The memories only slowed down as the alcohol took a hold of him, and he spilled a little on the bar top he just cleaned. Then a hand reached out and wiped it up. He smiled as he saw the familiar hand adorned with rings and costume jewelry. Nothing like being drunk in front of your Mom. "Of all the bars in all the world, she had to walk into mine."
"You're had enough." Chris said and capped the bottle. "Enough drinking over her. Roy-Boy, you're not the first man to have his heart broke or to cry about it over this bar. Or have a song bring up a painful memory."
"You...going to throw me out?" He asked with amusement. "Better yet you should call Hughes and he can throw me in jail for the night. He can torture me with the knowledge I hand delivered to him this evening. It's OK, he admitted he really wants to see me under some sheets."
"Roy-Boy, I need you to stop feeling sorry for yourself." She said and ruffled his hair. "You're letting the past get the better of you."
"I asked her to marry me. I told her we'd get on that train and leave the war behind us. Asked her to marry me as soon as possible, in the first town we came to...whatever it may be. I waited on that train platform for her and she never showed. I got a note, coded like the ones we used to send to each other on the front, and I knew it was her leaving not in danger." It sounded so much worse when vocalized. It sounded so cliché. He was such an idiot.
"I'll throw her ass out on the curb next time I see her in my bar."
"Mom." Roy said and put his head on the bar. Memories of a brief term of happiness in his life continued to play through his head, their song playing in the background. A song he wrote and shared with her. "All this time I wanted answers as to why she left me, why I wasn't good enough, what I did. I guess I need her to show me so I can stop looking back. I want the truth."
"You're not going to find it in this." Chris said and shook the mostly empty bottle. "You're not going to get it out of her either if she's just using you to get what she wants."
"The thing is, I...think I like the pain now. It's what I associate with her." He snorted. That sounded so pathetic and here he was telling it to his Mom.
"God Roy, go to bed." Chris said and flipped off the lights and started to walk away.
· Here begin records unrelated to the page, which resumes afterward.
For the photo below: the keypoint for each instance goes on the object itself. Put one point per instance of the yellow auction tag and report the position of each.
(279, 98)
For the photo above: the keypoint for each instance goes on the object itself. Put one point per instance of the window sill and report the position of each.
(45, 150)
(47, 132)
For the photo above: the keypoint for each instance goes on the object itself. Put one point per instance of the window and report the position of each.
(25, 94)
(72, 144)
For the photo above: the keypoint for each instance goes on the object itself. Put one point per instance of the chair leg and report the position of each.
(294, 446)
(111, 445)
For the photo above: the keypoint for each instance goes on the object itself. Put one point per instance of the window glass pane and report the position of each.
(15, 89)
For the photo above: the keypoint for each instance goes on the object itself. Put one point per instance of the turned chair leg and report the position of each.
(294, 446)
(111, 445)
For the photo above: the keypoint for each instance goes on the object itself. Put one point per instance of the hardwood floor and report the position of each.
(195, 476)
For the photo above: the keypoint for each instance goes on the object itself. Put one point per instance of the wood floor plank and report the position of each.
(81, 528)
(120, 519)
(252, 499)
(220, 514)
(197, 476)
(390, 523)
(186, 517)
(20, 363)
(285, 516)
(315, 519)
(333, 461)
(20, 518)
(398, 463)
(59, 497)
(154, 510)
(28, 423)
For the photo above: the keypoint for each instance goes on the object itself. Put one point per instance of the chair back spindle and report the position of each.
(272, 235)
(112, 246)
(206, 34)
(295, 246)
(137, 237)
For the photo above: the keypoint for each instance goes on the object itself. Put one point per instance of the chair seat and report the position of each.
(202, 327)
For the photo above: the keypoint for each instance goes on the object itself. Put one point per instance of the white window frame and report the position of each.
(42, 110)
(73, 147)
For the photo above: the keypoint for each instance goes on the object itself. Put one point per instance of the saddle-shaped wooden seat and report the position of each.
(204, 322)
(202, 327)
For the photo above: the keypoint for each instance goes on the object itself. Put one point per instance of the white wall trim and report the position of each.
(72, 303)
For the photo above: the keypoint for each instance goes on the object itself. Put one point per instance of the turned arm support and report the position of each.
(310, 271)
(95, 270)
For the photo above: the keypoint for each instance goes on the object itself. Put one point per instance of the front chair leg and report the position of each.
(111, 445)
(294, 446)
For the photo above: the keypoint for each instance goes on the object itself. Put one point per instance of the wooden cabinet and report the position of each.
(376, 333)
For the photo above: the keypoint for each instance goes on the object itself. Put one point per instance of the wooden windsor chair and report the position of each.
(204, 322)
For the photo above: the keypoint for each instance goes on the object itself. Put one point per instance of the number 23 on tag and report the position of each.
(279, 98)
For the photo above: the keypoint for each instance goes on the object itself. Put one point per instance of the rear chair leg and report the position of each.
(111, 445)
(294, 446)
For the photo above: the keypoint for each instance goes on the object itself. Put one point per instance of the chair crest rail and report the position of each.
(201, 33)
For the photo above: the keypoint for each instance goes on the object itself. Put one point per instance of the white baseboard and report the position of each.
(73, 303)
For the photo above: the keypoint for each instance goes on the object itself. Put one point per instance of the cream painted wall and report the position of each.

"Can...you play it for me?" He asked. His Mom had been a vaudeville singer in her day, before the cigarettes took their toll on her voice. She still played the piano and coached singers hence his own musical talents and also Catherine's continued interest in this bar. Here in this shithole, the once famous Madam Christmas was wasting her talent pouring drinks and listening to pathetic assholes like him whine about broken hearts. She deserved better.
"No."
"I want to sing." He said. "I try to play drunk and you'll wring my neck for playing bad."
"I'll wring that girls neck for doing this to you." Chris sat down at the piano and cracked her knuckles. "What did she want?"
"To leave the country." Roy said then clarified. "To get Lazlo out. She needs papers. I have them."
"Give them to her and get rid of them both." Chris said and began to play his damned song. A beautiful piece he wrote as therapy during those long, cold nights in the desert. A song that had given them all hope when he unveiled it for them during furlough. Damn that girl for doing this to him.
"Who the hell is Lazlo?" Roy said. "I know of him, he's famous for his research and weapon that can end the war. I guess my dream of changing things was going to take too long. Still, who the hell is this guy?"